WASHINGTON: Le président américain Donald Trump dit qu'il va appeler le Premier ministre israélien Benjamin Netanyahu pour lui demander de ne pas répliquer aux missiles tirés dimanche par l'Iran vers Israël, rapporte dimanche le média Axios.

"Je vais appeler Bibi (le surnom de Netanyahu, ndlr) tout de suite pour lui dire de ne pas riposter. Israël a eu sa frappe et l'Iran a eu sa frappe. On n'a pas besoin d'une autre (frappe)", a déclaré le président américain selon le journaliste d'Axios Barak Ravid, qui dit l'avoir eu au téléphone.

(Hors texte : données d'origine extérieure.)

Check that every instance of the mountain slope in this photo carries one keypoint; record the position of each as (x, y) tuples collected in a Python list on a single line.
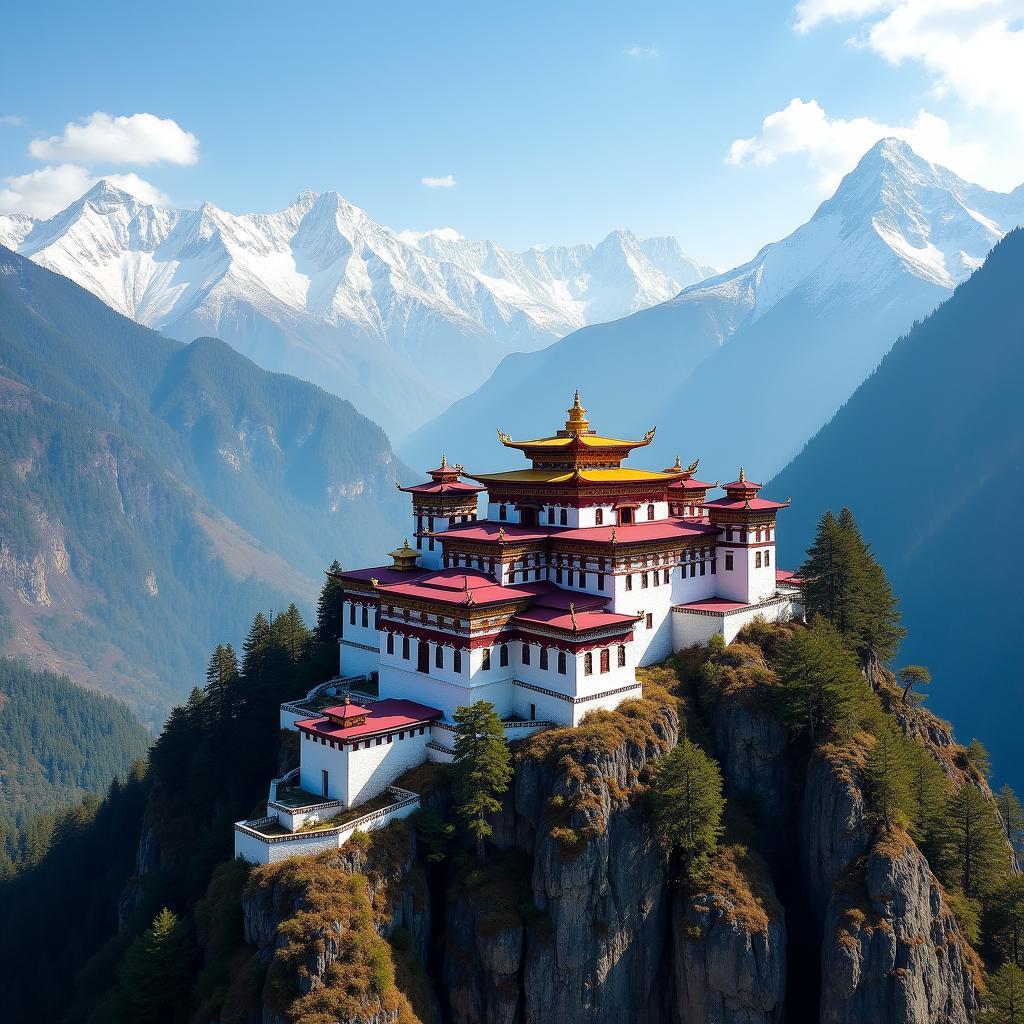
[(744, 367), (400, 326), (57, 742), (931, 440), (154, 493)]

"Nous sommes sur le point de conclure un accord définitif avec l'Iran. Ce sera un bon accord. Je ne veux pas qu'il tombe à l'eau à cause de ce qui se passe actuellement", a-t-il ajouté selon la même source qui a publié le message sur son compte X.

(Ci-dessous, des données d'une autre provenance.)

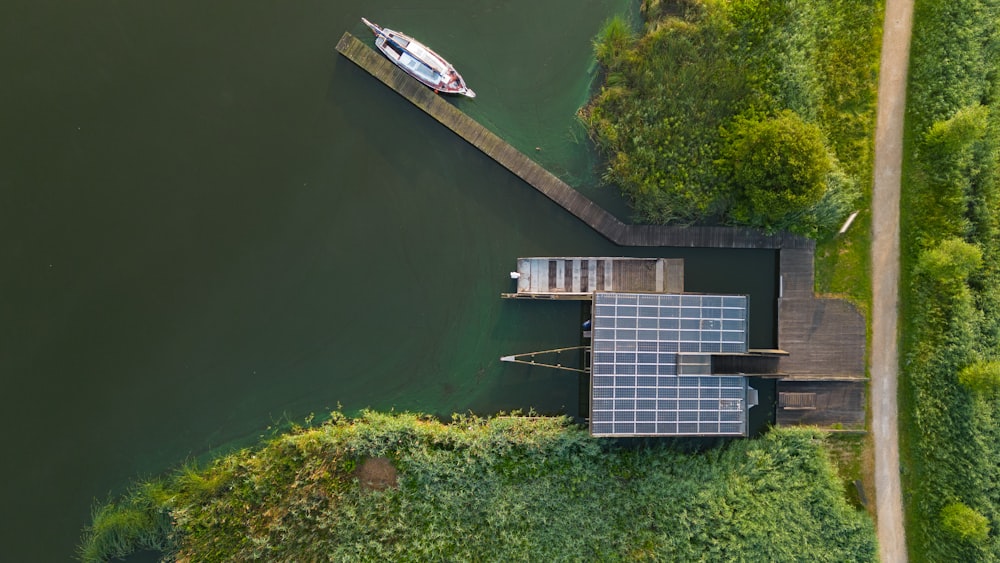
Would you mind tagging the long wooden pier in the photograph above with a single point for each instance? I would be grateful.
(824, 337)
(578, 278)
(547, 183)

Dans une autre interview accordée à un journaliste de Fox News, Donald Trump affirme que les frappes iraniennes "ne vont pas aider les négociations".

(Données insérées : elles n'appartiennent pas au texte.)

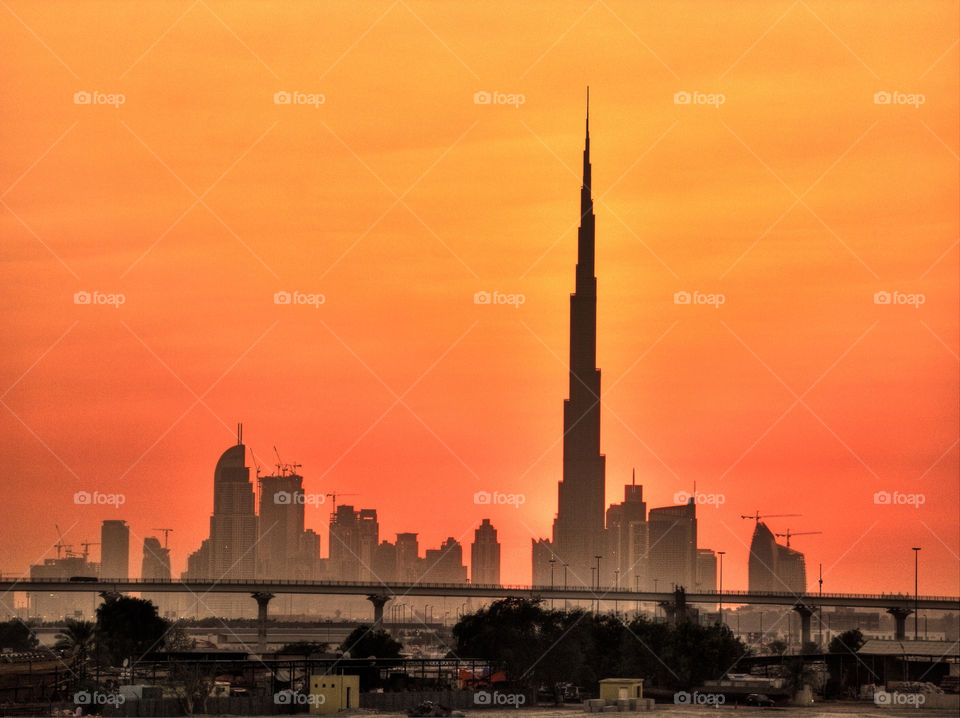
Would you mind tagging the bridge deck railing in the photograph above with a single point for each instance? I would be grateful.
(587, 591)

"On est très proches. Je dirais qu'un accord peut être signé lundi, mardi ou mercredi de cette semaine. Et voilà qu'il se passe ceci", a-t-il dit selon le journaliste Trey Yingst, qui dit également l'avoir eu au téléphone.

Selon elle, M. Trump lui a dit être "pas très content" de la frappe israélienne ayant visé Beyrouth dimanche.

"Revenez à la table des négociations et concluez un accord", a-t-il lancé à l'adresse de l'Iran, selon Fox News.